Considering the capacity of real-time monitoring to revolutionise declining inventory management, study need to explore economical technology solutions designed for smaller businesses. This may include creating scalable, cloud-based inventory management systems that use data analytics for cost-effective real-time modifications. Furthermore, machine learning methods may be streamlined and customised for tiny enterprises to render technology-driven inventory management attainable throughout all tiers. These advancements would provide a framework for smaller firms to use new technology without the exorbitant expenditures usually linked to IoT and AI systems.
CONCLUSION
The literature on perishable goods in supply chains has advanced considerably in tackling issues associated with multi-echelon systems, demand forecasting, dynamic pricing, sustainability, and technological integration. Nonetheless, deficiencies persist in real-time data integration, the scalability of sophisticated models, and the actual execution of collaborative strategies across many phases of the supply chain. Future research need to emphasise adaptable models that include real-time data and technology advancements, ensuring cost-effectiveness and accessibility for various organisations. Furthermore, collaborative frameworks, particularly in multi-echelon systems, provide significant opportunities to improve decision-making; yet, they need investigation into the practical, legal, and operational dimensions of data-sharing agreements among supply chain participants.

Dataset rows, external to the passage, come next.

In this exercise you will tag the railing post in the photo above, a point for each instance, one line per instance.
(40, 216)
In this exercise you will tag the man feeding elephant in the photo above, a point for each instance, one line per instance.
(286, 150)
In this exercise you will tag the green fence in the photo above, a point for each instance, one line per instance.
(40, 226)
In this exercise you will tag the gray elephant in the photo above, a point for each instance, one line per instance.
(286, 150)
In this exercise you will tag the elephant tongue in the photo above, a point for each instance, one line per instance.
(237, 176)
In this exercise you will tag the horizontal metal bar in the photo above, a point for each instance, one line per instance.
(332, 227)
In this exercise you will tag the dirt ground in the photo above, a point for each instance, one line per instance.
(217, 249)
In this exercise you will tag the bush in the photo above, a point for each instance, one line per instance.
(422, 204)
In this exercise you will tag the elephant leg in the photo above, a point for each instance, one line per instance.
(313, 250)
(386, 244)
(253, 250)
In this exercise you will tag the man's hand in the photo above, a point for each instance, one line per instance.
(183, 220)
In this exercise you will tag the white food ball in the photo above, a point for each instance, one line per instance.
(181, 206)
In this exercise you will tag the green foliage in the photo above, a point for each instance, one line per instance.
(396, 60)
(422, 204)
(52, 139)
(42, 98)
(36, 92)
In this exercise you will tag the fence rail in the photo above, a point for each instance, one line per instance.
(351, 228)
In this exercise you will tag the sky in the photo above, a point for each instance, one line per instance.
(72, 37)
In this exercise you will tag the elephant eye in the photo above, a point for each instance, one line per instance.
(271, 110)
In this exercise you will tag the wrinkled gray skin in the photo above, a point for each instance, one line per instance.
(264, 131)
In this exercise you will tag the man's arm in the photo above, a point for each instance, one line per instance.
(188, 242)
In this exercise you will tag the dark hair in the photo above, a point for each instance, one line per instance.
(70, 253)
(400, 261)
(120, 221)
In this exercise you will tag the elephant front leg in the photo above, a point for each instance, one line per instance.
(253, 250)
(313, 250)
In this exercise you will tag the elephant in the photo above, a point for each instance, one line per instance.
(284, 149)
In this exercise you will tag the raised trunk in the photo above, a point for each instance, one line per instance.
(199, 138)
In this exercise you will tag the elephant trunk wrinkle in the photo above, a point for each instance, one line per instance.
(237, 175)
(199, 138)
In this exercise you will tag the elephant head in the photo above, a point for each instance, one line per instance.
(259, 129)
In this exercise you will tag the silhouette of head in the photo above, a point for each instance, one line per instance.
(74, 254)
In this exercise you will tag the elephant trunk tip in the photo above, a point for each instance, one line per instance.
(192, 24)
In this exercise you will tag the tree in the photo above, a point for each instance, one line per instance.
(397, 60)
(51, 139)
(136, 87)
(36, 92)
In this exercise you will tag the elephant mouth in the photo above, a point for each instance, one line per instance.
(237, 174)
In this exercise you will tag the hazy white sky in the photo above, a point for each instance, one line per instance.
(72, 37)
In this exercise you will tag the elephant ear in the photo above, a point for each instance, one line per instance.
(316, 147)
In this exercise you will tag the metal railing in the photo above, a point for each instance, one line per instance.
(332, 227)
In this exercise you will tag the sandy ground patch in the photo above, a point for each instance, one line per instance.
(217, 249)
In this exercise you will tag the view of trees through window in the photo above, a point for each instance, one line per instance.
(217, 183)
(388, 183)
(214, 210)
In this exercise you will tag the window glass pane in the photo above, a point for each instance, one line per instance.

The examination of degrading inventory in supply chains is essential for the efficient management of perishable and time-sensitive items, as it tackles the difficulties associated with demand unpredictability, multi-echelon frameworks, and the need for sustainable practices. Notwithstanding progress in modelling and technology, substantial deficiencies persist in real-time data integration, adaptive forecasting, and the implementation of dynamic pricing schemes. The integration of sustainability goals with inventory management procedures poses problems and possibilities for firms aiming to reduce waste and environmental impact. Subsequent study need to concentrate on formulating adaptable, data-centric models that improve cooperation among supply chain stakeholders, while using new technology to establish more agile and efficient inventory management systems. By tackling these difficulties, the field can enhance organisations' ability to manoeuvre through the changing dynamics of inventory management, hence minimising losses and bolstering overall supply chain resilience.